Time to say

photo at pixabay

Looking at the sky

I never will have time
I never will have time enough
To say
How beautiful it is
The way the moon
Floats in the air
As easily
And lightly as a bird
Although she is a world
Made all of stone.

I never will have time enough
To praise
The way the stars
Hang glittering in the dark
Of steepest heaven
Their dewy sparks
Their brimming drops of light
So fresh so clear
That when you look at them
It quenches thirst.

Anne Porter
Living Things: Collected Poems, 2006

This lovely poem brings forth a question in me, perhaps intentionally. The poet writes ‘I never will have time enough to say …’ – and I understand the poetic gist readily enough. But is it true for me? Have I not time enough to say all that I need or want to say? So I follow Anne Porter’s example and head out for a few moments to look up at the night sky. And in my heart I find it is enough. Indeed it isn’t really necessary to say anything at all. Yes, enough. In this moment there is time. And perhaps tomorrow there’ll be some more.

Silent words


We’re living through a season of family funerals, illness among family, friends and neighbours, and truly shocking events on the wider world stage. We’ve physically journeyed to celebrate lives lived far from our home, but close to our hearts. And then there’s the daily mental travel, hither and thither, at breakneck speed. Often I have heard the admonishment in E H Sears’ great Christmas hymn – ‘hush the noise ye men of strife and hear the angels sing.’

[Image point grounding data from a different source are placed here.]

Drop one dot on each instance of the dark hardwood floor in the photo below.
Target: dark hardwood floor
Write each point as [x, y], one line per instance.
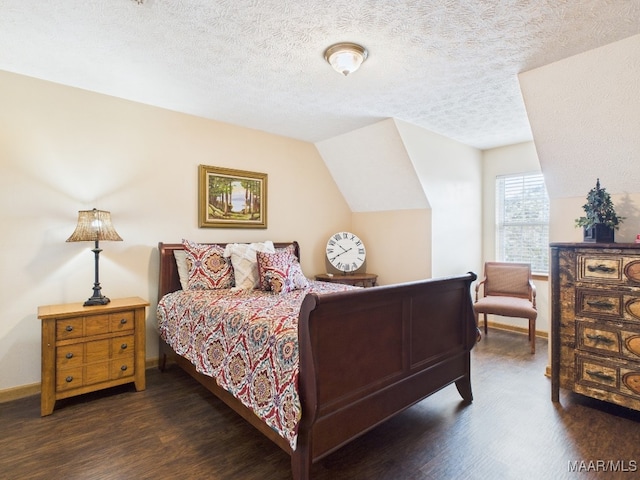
[176, 429]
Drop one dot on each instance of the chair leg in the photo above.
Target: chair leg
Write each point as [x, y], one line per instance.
[532, 334]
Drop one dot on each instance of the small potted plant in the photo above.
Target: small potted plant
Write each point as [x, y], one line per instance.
[600, 220]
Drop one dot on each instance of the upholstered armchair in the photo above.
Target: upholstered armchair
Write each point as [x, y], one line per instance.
[508, 291]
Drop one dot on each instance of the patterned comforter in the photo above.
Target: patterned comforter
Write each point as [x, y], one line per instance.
[248, 341]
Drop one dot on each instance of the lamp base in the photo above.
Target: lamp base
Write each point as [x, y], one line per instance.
[101, 300]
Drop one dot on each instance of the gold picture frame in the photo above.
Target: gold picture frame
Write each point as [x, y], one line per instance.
[229, 198]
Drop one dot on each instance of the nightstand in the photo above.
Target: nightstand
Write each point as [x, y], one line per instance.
[90, 348]
[355, 279]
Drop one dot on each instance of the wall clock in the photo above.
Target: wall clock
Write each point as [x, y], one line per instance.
[345, 251]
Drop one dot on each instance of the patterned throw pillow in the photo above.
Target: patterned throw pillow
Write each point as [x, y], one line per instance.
[280, 272]
[208, 268]
[244, 262]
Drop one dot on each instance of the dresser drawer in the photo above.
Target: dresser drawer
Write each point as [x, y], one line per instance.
[608, 380]
[607, 268]
[608, 304]
[610, 340]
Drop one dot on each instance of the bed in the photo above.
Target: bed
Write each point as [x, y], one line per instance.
[363, 355]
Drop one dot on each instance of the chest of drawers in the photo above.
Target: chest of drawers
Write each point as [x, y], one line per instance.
[91, 348]
[595, 328]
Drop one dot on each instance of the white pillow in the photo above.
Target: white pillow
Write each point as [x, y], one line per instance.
[183, 268]
[245, 263]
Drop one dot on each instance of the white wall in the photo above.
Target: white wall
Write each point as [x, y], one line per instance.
[64, 150]
[450, 174]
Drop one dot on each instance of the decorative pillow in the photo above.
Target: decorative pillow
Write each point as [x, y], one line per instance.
[183, 268]
[245, 264]
[280, 272]
[208, 268]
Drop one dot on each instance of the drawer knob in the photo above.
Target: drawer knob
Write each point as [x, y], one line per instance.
[600, 375]
[600, 339]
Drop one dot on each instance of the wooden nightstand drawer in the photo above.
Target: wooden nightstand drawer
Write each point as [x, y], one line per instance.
[122, 367]
[69, 328]
[70, 356]
[96, 325]
[90, 348]
[121, 322]
[122, 346]
[69, 379]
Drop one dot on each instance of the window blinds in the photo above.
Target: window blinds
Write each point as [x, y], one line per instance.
[522, 220]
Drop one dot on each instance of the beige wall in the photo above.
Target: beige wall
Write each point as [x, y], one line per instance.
[450, 175]
[64, 150]
[398, 243]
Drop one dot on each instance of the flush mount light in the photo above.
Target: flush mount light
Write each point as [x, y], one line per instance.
[345, 58]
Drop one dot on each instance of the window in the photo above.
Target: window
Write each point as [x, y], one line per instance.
[522, 220]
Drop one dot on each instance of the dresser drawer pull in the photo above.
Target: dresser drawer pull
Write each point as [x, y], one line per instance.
[600, 339]
[600, 375]
[601, 268]
[602, 304]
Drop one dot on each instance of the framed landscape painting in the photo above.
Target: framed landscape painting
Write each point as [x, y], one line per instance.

So why did I drag my feet as I prepared for today’s Contemplative gathering? Why? When I knew from experience that soon enough – towards the end of the day – I’d be wishing (again) for such a day every day! Well, I guess it’s because we humans are a bit slow on the uptake sometimes. We simply forget. We get lost in our own ‘stuff.’ Or idiocy.

Anyway. I found myself in the right chair, at the right time, in a circle with perhaps 25 others. The facilitator offered brief introductory words about words – ‘the black words’ (the literal, the descriptive, the ‘go into your room and shut the door’) and the white words (what’s beneath the merely obvious? – the metaphorical, the ‘go into your inner room and shut the door’). And thankfully these spoken words were intended to lead the gathering towards silent words: the generous, gentle breath of life where ‘angels’ (silently, even if noisily) ‘sing’!

And after a little space (was it an hour? or two? who knows?) the little circle rippled outwards and elsewhere, and I felt the sun hot on my shoulders on the riverbank, and birdsong joyous in my ears, and the river’s singing, dappled and unprotesting, as Life flowed on – and my doing battle with it – with the river, with Life – my ‘I’m not really sure I want to go today’ subsided into new recognition of the Ancient Memory – the ‘quiet waters by.’ And rippled, returning to the circle, and later rippled on outwards, and homewards. Again.